Opern-Dirigent: Wer darf in Kamiokas Fußstapfen?
Wird Hilary Griffiths Chef-Dirigent der Oper? Leo Siberski ist auch im Gespräch. Die Suche nach einem Nachfolger von Toshiyuki Kamioka ist schwierig. Auch ein 1. Kapellmeister fehlt.
Wuppertal. Der Tierverkäufer aus Tirol wartet schon auf sein Publikum, der 1. Kapellmeister fehlt hingegen. Mit anderen Worten: Wenn "Der Vogelhändler" am 22. August die neue Spielzeit der Wuppertaler Bühnen einläutet, ist eine zentrale Stelle im Ensemble nicht besetzt.
Hinter dem vakanten Amt steckt aber mehr als ein leerer Stuhl - nämlich die Suche nach einem Chef-Dirigenten. Und genau die bremst die Suche nach einem Ersatz für Evan Christ, der bis zur Sommerpause 1. Kapellmeister in Wuppertal war und nun befördert wurde: Der gebürtige US-Amerikaner wechselt als Generalmusikdirektor nach Cottbus.
Noch ist vollkommen offen, wer seinen Posten übernimmt. Nur so viel ist klar: "Die Wahl, wer 1.Kapellmeister wird, hängt von der Entscheidung ab, wer Chef-Dirigent wird", betont Oliver Tettenborn als Sprecher der Wuppertaler Bühnen. Kein Wunder: Der 1. Kapellmeister ist der engste Mitarbeiter des neuen Opern-Oberspielleiters - da sollte es keine Misstöne geben.

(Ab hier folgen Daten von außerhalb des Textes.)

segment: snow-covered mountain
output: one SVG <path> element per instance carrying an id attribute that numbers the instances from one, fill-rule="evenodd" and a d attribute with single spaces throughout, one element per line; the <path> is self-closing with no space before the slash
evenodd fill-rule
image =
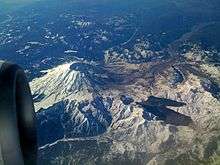
<path id="1" fill-rule="evenodd" d="M 41 163 L 203 161 L 220 137 L 218 90 L 212 93 L 217 77 L 206 77 L 210 67 L 187 57 L 71 62 L 43 71 L 31 82 Z"/>
<path id="2" fill-rule="evenodd" d="M 85 73 L 71 69 L 73 65 L 66 63 L 43 71 L 44 76 L 31 82 L 40 144 L 94 136 L 111 124 L 112 99 L 95 92 Z"/>

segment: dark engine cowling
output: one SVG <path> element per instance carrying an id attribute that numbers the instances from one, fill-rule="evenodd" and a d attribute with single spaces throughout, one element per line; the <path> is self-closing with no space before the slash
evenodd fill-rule
<path id="1" fill-rule="evenodd" d="M 0 61 L 0 149 L 4 165 L 36 165 L 37 135 L 32 95 L 24 71 Z"/>

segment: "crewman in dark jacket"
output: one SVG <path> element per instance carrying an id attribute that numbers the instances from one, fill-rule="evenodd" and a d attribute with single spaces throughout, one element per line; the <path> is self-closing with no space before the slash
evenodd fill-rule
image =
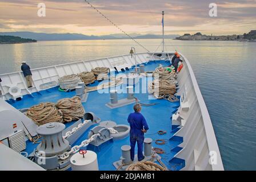
<path id="1" fill-rule="evenodd" d="M 174 62 L 173 63 L 173 66 L 175 68 L 175 72 L 177 73 L 177 69 L 178 69 L 178 66 L 179 65 L 179 62 L 182 62 L 183 61 L 182 60 L 181 60 L 180 59 L 181 56 L 179 56 L 179 54 L 178 54 L 177 55 L 177 57 L 174 60 Z"/>
<path id="2" fill-rule="evenodd" d="M 26 78 L 27 81 L 27 87 L 32 87 L 32 73 L 31 73 L 30 68 L 26 64 L 26 61 L 23 61 L 21 65 L 21 70 L 23 72 L 24 77 Z"/>
<path id="3" fill-rule="evenodd" d="M 173 56 L 173 57 L 171 58 L 171 64 L 169 66 L 169 67 L 171 67 L 172 65 L 173 65 L 173 64 L 174 63 L 175 59 L 177 57 L 177 55 L 178 55 L 178 52 L 175 52 L 174 53 L 174 56 Z"/>
<path id="4" fill-rule="evenodd" d="M 131 159 L 134 160 L 134 150 L 136 142 L 138 146 L 138 160 L 144 159 L 143 155 L 143 143 L 144 142 L 144 133 L 149 130 L 147 122 L 144 117 L 139 112 L 141 106 L 137 104 L 133 106 L 134 113 L 131 113 L 128 117 L 128 122 L 130 124 L 130 142 L 131 144 Z"/>

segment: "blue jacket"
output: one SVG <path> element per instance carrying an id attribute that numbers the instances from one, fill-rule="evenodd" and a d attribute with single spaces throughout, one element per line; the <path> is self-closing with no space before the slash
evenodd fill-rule
<path id="1" fill-rule="evenodd" d="M 22 64 L 21 65 L 21 70 L 23 72 L 23 74 L 24 76 L 26 77 L 27 75 L 32 75 L 32 73 L 30 71 L 30 68 L 26 64 Z"/>
<path id="2" fill-rule="evenodd" d="M 144 117 L 140 113 L 133 113 L 129 114 L 127 119 L 131 127 L 130 130 L 130 136 L 143 136 L 144 133 L 141 131 L 143 129 L 149 129 Z"/>

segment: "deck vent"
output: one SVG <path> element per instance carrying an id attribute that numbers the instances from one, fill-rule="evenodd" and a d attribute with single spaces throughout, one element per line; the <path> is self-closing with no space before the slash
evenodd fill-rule
<path id="1" fill-rule="evenodd" d="M 26 141 L 23 130 L 16 132 L 9 137 L 10 147 L 17 152 L 19 152 L 26 148 Z"/>

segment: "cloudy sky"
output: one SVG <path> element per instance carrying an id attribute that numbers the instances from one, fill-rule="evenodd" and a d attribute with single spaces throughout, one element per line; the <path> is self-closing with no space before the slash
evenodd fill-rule
<path id="1" fill-rule="evenodd" d="M 162 10 L 166 13 L 166 34 L 241 34 L 256 30 L 256 0 L 89 1 L 129 34 L 161 34 Z M 37 15 L 39 3 L 46 5 L 45 17 Z M 210 3 L 217 5 L 217 17 L 209 15 Z M 18 31 L 121 33 L 83 0 L 0 0 L 0 31 Z"/>

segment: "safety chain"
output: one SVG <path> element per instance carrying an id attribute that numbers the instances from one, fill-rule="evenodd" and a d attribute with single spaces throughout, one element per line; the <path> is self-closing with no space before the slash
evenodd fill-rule
<path id="1" fill-rule="evenodd" d="M 95 7 L 93 5 L 91 5 L 88 1 L 85 0 L 85 2 L 86 2 L 88 5 L 89 5 L 92 8 L 93 8 L 94 10 L 95 10 L 99 14 L 101 14 L 102 16 L 103 16 L 105 18 L 106 18 L 111 24 L 114 25 L 115 27 L 116 27 L 117 28 L 118 28 L 121 31 L 122 31 L 125 35 L 128 36 L 129 38 L 130 38 L 131 40 L 133 40 L 135 43 L 136 43 L 138 45 L 141 46 L 142 48 L 143 48 L 144 49 L 147 51 L 147 52 L 149 52 L 150 51 L 146 49 L 144 46 L 143 46 L 142 44 L 141 44 L 139 42 L 138 42 L 136 40 L 135 40 L 133 37 L 131 37 L 130 35 L 127 34 L 126 32 L 125 32 L 123 30 L 122 30 L 120 27 L 119 27 L 115 23 L 113 22 L 109 18 L 106 16 L 105 15 L 103 15 L 101 11 L 99 11 L 96 7 Z"/>
<path id="2" fill-rule="evenodd" d="M 78 130 L 79 129 L 81 129 L 83 125 L 88 123 L 89 121 L 91 120 L 85 120 L 82 123 L 79 124 L 77 127 L 75 127 L 72 129 L 72 130 L 69 131 L 67 133 L 66 133 L 65 135 L 63 136 L 63 138 L 66 139 L 68 138 L 69 136 L 71 136 L 73 133 L 74 133 L 75 131 Z"/>
<path id="3" fill-rule="evenodd" d="M 71 154 L 75 154 L 78 152 L 80 148 L 83 147 L 86 147 L 87 145 L 89 144 L 90 143 L 93 142 L 95 140 L 97 136 L 99 136 L 101 135 L 99 134 L 96 134 L 91 136 L 89 139 L 84 140 L 81 142 L 80 145 L 79 146 L 74 146 L 72 148 L 71 148 L 71 150 L 69 152 L 66 152 L 61 155 L 59 155 L 58 156 L 58 158 L 61 160 L 65 160 L 66 159 L 67 159 Z"/>

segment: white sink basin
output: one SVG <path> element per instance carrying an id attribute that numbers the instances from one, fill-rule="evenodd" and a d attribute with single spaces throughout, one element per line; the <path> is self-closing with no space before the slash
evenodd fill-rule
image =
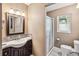
<path id="1" fill-rule="evenodd" d="M 13 41 L 9 41 L 9 42 L 4 42 L 2 43 L 2 48 L 6 48 L 6 47 L 21 47 L 23 46 L 28 40 L 31 40 L 31 37 L 25 37 L 25 38 L 21 38 L 18 40 L 13 40 Z"/>

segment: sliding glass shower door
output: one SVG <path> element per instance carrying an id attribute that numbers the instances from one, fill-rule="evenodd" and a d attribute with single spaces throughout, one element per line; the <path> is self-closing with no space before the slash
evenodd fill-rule
<path id="1" fill-rule="evenodd" d="M 48 54 L 54 46 L 53 19 L 46 16 L 46 53 Z"/>

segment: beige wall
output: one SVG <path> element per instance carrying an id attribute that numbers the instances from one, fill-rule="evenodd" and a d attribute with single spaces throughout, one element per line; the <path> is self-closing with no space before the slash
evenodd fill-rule
<path id="1" fill-rule="evenodd" d="M 72 31 L 70 34 L 57 32 L 57 16 L 63 14 L 72 15 Z M 55 18 L 55 46 L 60 46 L 60 44 L 67 44 L 73 46 L 73 40 L 79 39 L 79 9 L 76 8 L 76 4 L 48 12 L 48 15 L 52 18 Z M 57 37 L 61 39 L 59 42 L 56 41 Z"/>
<path id="2" fill-rule="evenodd" d="M 28 8 L 28 32 L 32 34 L 33 54 L 45 55 L 45 7 L 31 4 Z"/>
<path id="3" fill-rule="evenodd" d="M 6 37 L 6 19 L 5 19 L 5 13 L 10 10 L 10 8 L 13 9 L 21 9 L 25 13 L 25 33 L 28 32 L 28 20 L 27 20 L 27 13 L 28 13 L 28 7 L 27 5 L 23 3 L 3 3 L 2 4 L 2 20 L 5 21 L 2 26 L 2 38 Z"/>

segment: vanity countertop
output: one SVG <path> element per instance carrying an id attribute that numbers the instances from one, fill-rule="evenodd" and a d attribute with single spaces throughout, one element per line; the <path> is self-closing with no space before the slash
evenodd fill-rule
<path id="1" fill-rule="evenodd" d="M 21 46 L 25 45 L 25 43 L 28 40 L 31 40 L 31 39 L 32 39 L 31 37 L 24 37 L 24 38 L 17 39 L 17 40 L 2 42 L 2 49 L 7 48 L 7 47 L 16 47 L 16 48 L 21 47 Z"/>

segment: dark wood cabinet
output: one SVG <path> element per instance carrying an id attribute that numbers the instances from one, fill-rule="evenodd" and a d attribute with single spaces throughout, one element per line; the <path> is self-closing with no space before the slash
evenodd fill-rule
<path id="1" fill-rule="evenodd" d="M 22 47 L 7 47 L 3 49 L 3 56 L 30 56 L 32 54 L 32 40 L 26 42 Z"/>

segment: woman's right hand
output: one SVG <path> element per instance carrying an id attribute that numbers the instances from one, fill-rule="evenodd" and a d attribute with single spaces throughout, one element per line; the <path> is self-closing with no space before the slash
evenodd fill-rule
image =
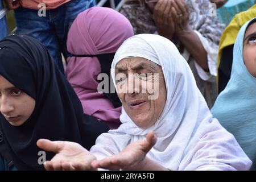
<path id="1" fill-rule="evenodd" d="M 43 150 L 56 153 L 44 163 L 47 170 L 93 170 L 92 162 L 96 157 L 77 143 L 40 139 L 36 143 Z"/>
<path id="2" fill-rule="evenodd" d="M 172 38 L 175 31 L 171 12 L 172 2 L 173 0 L 159 0 L 153 13 L 153 19 L 158 34 L 168 39 Z"/>
<path id="3" fill-rule="evenodd" d="M 5 4 L 9 10 L 15 10 L 18 8 L 20 6 L 19 0 L 13 2 L 13 0 L 4 0 Z"/>

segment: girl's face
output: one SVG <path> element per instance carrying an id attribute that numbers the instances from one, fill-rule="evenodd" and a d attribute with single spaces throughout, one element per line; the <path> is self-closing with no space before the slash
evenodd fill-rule
<path id="1" fill-rule="evenodd" d="M 24 123 L 30 118 L 35 101 L 0 75 L 0 112 L 13 126 Z"/>
<path id="2" fill-rule="evenodd" d="M 256 22 L 251 24 L 245 32 L 243 60 L 249 73 L 256 77 Z"/>

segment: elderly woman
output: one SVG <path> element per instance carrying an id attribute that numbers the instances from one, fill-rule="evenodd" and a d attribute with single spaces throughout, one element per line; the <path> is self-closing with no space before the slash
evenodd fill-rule
<path id="1" fill-rule="evenodd" d="M 135 34 L 171 39 L 188 61 L 197 87 L 211 107 L 217 97 L 218 43 L 224 25 L 211 15 L 209 0 L 123 0 L 119 11 Z"/>
<path id="2" fill-rule="evenodd" d="M 234 136 L 212 118 L 188 65 L 170 40 L 133 36 L 118 49 L 112 68 L 122 125 L 101 134 L 90 153 L 75 143 L 39 140 L 39 147 L 58 153 L 45 163 L 46 169 L 250 168 Z"/>

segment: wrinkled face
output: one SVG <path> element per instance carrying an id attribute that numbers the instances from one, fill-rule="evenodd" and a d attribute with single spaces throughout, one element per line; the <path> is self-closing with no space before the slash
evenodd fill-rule
<path id="1" fill-rule="evenodd" d="M 144 0 L 144 2 L 150 11 L 153 13 L 154 9 L 155 9 L 155 6 L 156 5 L 158 0 Z"/>
<path id="2" fill-rule="evenodd" d="M 0 75 L 0 112 L 13 126 L 24 123 L 35 109 L 35 101 Z"/>
<path id="3" fill-rule="evenodd" d="M 256 22 L 251 24 L 245 32 L 243 60 L 248 71 L 256 77 Z"/>
<path id="4" fill-rule="evenodd" d="M 162 67 L 144 58 L 125 58 L 115 72 L 117 92 L 127 114 L 140 128 L 153 125 L 166 101 Z"/>

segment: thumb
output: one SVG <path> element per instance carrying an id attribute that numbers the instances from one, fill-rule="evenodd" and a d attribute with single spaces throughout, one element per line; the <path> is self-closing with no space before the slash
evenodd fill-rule
<path id="1" fill-rule="evenodd" d="M 63 141 L 51 141 L 46 139 L 40 139 L 38 140 L 36 144 L 42 149 L 54 153 L 59 153 L 63 150 L 64 142 Z"/>
<path id="2" fill-rule="evenodd" d="M 157 138 L 152 131 L 147 133 L 146 139 L 144 140 L 144 150 L 148 152 L 156 143 Z"/>

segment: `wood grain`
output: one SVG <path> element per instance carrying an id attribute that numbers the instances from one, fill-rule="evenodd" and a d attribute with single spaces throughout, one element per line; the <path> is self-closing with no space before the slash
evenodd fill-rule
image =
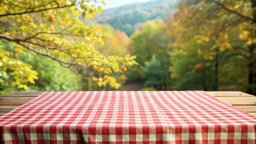
<path id="1" fill-rule="evenodd" d="M 44 92 L 13 92 L 0 95 L 0 116 L 11 111 Z M 219 91 L 207 93 L 256 116 L 256 97 L 242 92 Z"/>
<path id="2" fill-rule="evenodd" d="M 239 91 L 207 91 L 206 92 L 215 97 L 255 97 Z"/>
<path id="3" fill-rule="evenodd" d="M 256 112 L 256 106 L 234 106 L 246 112 Z"/>
<path id="4" fill-rule="evenodd" d="M 233 106 L 256 106 L 256 97 L 218 97 Z"/>
<path id="5" fill-rule="evenodd" d="M 0 105 L 20 106 L 36 97 L 0 97 Z"/>
<path id="6" fill-rule="evenodd" d="M 8 112 L 0 112 L 0 116 L 4 115 L 5 114 L 7 113 Z"/>

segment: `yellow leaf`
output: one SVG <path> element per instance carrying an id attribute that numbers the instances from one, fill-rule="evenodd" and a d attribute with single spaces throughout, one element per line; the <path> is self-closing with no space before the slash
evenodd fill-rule
<path id="1" fill-rule="evenodd" d="M 93 77 L 92 79 L 93 79 L 93 81 L 97 81 L 98 80 L 98 78 L 97 78 L 96 77 Z"/>
<path id="2" fill-rule="evenodd" d="M 248 38 L 249 34 L 250 34 L 249 32 L 246 31 L 243 31 L 240 34 L 239 38 L 242 40 L 245 40 Z"/>
<path id="3" fill-rule="evenodd" d="M 124 55 L 125 58 L 130 58 L 130 53 L 127 53 L 126 55 Z"/>
<path id="4" fill-rule="evenodd" d="M 90 13 L 87 13 L 86 14 L 86 19 L 90 19 L 90 17 L 91 17 L 91 14 Z"/>
<path id="5" fill-rule="evenodd" d="M 102 1 L 102 4 L 104 5 L 104 6 L 106 5 L 106 3 L 104 1 Z"/>
<path id="6" fill-rule="evenodd" d="M 102 7 L 100 7 L 100 6 L 98 7 L 98 13 L 99 14 L 102 14 Z"/>
<path id="7" fill-rule="evenodd" d="M 98 81 L 97 82 L 97 84 L 99 86 L 102 87 L 103 85 L 103 82 L 101 81 Z"/>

Umso brisanter ist die Suche nach einem Nachfolger von Generalmusikdirektor Toshiyuki Kamioka (GMD) wird, der ab 2009/10 zwar die Leitung des Sinfonieorchesters behält, aber keine Opern mehr dirigieren will. Nach WZ-Informationen zieht sich das Verfahren, weil Kamioka potenzielle Kandidaten besonders sorgsam auf Herz und Nieren prüft. "Er hat ein Veto-Recht", erklärt Tettenborn. Zwar stimmten alle Musiker nach jedem Vordirigat eines Bewerbers geheim ab. Doch ohne das endgültige Nicken des GMD dürfte kein Kandidat endgültig im Tal bleiben.
Das Personalkarussell kommt also erst in Schwung, wenn Kamioka den Daumen nach oben hebt: Er entscheidet mit, wer Chef-Dirigent wird - der wiederum soll ein entscheidendes Wörtchen mitreden, wenn es um die Kapellmeister-Stelle geht.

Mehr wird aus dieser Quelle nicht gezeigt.